In [None]:
import numpy as np 
import pandas as pd 
import seaborn as sns
import matplotlib.pyplot as plt


import os
for dirname, _, filenames in os.walk('/kaggle/input'):
    for filename in filenames:
        print(os.path.join(dirname, filename))




In [None]:
churn_df=pd.read_csv("/kaggle/input/telco-customer-churn/WA_Fn-UseC_-Telco-Customer-Churn.csv")

In [None]:
churn_df.head()

In [None]:
churn_df.info()

TotalCharges dtype looks like an object so we have to convert it to float

In [None]:
churn_df["TotalCharges"]=pd.to_numeric(churn_df["TotalCharges"],errors="coerce")
churn_df["TotalCharges"].dtypes

In [None]:
churn_df.isnull().sum()

There are 11 missing values for TotalCharges, missing value ratio is so small so we can remove them.

In [None]:
print("Before dropna", churn_df.shape)
churn_df.dropna(inplace=True)
print("After dropna",churn_df.shape)

We won't use customerID  for prediction so we can drop this column

In [None]:
churn_df.drop("customerID",axis=1,inplace=True)

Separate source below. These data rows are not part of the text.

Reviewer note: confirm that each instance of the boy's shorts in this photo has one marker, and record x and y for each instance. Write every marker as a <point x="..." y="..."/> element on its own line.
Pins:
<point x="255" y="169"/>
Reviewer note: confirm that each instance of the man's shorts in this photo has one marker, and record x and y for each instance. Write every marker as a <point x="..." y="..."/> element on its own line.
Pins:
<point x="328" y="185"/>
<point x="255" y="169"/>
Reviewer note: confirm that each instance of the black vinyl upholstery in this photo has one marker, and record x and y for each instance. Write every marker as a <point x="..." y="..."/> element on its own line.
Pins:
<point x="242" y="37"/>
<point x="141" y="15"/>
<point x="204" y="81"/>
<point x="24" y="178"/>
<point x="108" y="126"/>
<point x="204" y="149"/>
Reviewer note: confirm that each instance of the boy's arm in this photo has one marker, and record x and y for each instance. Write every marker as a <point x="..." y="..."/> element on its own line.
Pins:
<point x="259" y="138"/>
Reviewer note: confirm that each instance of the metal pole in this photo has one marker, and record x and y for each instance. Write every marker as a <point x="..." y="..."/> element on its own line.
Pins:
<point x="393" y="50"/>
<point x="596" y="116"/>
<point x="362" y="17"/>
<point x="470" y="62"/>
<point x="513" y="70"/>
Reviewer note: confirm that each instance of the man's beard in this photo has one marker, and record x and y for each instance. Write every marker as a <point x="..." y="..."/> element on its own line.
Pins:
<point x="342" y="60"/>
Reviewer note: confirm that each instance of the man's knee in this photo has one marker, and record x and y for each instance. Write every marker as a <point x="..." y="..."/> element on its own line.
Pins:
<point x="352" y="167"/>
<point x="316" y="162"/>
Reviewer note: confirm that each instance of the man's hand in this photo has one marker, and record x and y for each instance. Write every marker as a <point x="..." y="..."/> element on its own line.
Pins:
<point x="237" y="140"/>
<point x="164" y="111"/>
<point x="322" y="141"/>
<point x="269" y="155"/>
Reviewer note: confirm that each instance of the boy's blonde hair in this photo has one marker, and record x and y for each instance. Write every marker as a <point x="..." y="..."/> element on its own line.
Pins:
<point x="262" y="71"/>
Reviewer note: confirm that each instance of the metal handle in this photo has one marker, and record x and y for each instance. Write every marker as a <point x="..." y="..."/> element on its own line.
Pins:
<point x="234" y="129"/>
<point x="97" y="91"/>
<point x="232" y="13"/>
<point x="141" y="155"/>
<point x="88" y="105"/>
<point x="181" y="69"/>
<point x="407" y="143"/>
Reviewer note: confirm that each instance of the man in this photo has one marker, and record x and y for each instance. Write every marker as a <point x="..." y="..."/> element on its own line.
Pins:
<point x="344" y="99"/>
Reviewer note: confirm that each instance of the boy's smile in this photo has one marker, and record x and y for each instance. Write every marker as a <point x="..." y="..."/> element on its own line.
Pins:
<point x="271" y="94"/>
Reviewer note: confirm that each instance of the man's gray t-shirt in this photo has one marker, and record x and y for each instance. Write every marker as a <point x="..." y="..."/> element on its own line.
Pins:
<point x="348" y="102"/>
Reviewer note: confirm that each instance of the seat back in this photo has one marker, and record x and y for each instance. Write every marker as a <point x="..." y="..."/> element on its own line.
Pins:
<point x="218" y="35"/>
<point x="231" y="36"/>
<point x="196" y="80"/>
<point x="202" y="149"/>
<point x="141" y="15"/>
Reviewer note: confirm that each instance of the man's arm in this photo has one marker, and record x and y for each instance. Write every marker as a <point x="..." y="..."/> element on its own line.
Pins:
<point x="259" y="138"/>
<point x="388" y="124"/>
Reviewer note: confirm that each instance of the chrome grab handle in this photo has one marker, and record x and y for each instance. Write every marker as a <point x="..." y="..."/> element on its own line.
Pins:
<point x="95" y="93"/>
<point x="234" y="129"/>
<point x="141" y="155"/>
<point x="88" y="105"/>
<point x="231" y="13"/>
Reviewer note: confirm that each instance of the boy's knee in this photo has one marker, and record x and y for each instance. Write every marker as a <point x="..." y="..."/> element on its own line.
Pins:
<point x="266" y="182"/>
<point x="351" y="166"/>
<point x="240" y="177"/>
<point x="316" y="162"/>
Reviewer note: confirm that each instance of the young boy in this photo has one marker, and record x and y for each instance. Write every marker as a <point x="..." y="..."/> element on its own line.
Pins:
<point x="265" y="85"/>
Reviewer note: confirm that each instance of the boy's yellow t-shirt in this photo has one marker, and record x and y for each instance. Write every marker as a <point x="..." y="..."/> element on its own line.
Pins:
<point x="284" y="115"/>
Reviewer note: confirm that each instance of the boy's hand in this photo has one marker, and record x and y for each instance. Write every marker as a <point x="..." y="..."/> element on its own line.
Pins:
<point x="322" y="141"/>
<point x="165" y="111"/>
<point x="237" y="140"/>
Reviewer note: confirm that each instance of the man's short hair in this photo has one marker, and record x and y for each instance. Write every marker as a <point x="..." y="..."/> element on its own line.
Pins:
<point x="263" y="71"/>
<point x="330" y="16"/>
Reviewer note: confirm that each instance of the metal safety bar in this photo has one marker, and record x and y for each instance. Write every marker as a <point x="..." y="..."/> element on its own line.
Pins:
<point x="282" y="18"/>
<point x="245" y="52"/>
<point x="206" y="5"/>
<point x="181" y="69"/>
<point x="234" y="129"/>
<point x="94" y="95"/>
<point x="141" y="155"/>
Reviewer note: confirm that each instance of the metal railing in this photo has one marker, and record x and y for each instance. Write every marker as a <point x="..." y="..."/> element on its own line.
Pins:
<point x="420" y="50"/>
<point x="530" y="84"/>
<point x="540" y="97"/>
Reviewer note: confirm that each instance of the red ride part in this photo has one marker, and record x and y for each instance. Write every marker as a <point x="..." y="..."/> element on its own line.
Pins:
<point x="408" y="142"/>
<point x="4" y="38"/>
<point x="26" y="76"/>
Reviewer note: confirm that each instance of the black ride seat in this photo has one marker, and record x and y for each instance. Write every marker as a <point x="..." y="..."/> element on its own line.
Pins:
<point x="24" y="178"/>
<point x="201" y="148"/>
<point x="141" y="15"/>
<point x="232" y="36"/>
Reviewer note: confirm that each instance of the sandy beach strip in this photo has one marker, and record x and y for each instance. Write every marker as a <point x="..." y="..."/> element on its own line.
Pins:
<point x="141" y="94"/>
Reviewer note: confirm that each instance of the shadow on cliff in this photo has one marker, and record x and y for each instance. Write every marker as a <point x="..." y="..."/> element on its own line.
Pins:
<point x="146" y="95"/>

Split the data 3 main parts. They are related each others so i'll examine them together for EDA

In [None]:
services_col=["PhoneService","MultipleLines","InternetService","OnlineSecurity","OnlineBackup","DeviceProtection","TechSupport","StreamingTV","StreamingMovies","Churn"]

account_col=["tenure","Contract","PaperlessBilling","PaymentMethod","MonthlyCharges","TotalCharges","Churn"]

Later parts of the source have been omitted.